Stochastic Resonance with a Single Metastable State

TL;DR

This paper investigates thermal instability and stochastic resonance in NbN superconducting resonators, revealing how nonlinearity near bifurcation points enhances weak signals and is limited by thermal relaxation rates.

Contribution

It provides experimental and theoretical analysis of metastable state lifetimes and signal amplification near bifurcation in superconducting resonators.

Findings

Strong amplification of weak signals near bifurcation.

Bandwidth limited by thermal relaxation rate.

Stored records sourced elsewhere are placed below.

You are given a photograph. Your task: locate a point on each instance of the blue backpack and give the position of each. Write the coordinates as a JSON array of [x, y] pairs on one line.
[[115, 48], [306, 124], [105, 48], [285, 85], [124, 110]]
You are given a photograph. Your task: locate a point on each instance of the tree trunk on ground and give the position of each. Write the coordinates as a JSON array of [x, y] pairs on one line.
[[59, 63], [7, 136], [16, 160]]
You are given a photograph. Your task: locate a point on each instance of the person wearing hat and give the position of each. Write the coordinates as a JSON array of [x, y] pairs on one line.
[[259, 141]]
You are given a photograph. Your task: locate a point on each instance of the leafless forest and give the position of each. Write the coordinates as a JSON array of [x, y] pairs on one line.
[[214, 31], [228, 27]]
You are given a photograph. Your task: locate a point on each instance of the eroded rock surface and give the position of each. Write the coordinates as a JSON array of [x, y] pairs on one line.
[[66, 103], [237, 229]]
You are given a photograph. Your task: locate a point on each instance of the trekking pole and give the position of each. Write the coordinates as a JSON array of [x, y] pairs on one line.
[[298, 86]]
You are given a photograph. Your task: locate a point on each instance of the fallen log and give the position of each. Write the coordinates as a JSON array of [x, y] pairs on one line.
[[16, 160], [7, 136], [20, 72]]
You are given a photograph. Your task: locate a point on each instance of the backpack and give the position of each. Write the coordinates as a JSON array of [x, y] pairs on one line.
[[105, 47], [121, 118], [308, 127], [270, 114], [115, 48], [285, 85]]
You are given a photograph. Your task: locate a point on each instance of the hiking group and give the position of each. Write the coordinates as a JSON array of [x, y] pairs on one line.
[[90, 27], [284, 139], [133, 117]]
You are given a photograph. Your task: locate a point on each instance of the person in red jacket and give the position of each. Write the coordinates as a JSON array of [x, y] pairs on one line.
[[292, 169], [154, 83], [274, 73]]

Sub-harmonics appear at high input modulation frequencies.

Abstract

We study thermal instability in NbN superconducting stripline resonators. The system exhibits extreme nonlinearity near a bifurcation, which separates a monostable zone and an astable one. The lifetime of the metastable state, which is locally stable in the monostable zone, is measure near the bifurcation and the results are compared with a theory. Near bifurcation, where the lifetime becomes relatively short, the system exhibits strong amplification of a weak input modulation signal. We find that the frequency bandwidth of this amplification mechanism is limited by the rate of thermal relaxation. When the frequency of the input modulation signal becomes comparable or larger than this rate the response of the system exhibits sub-harmonics of various orders.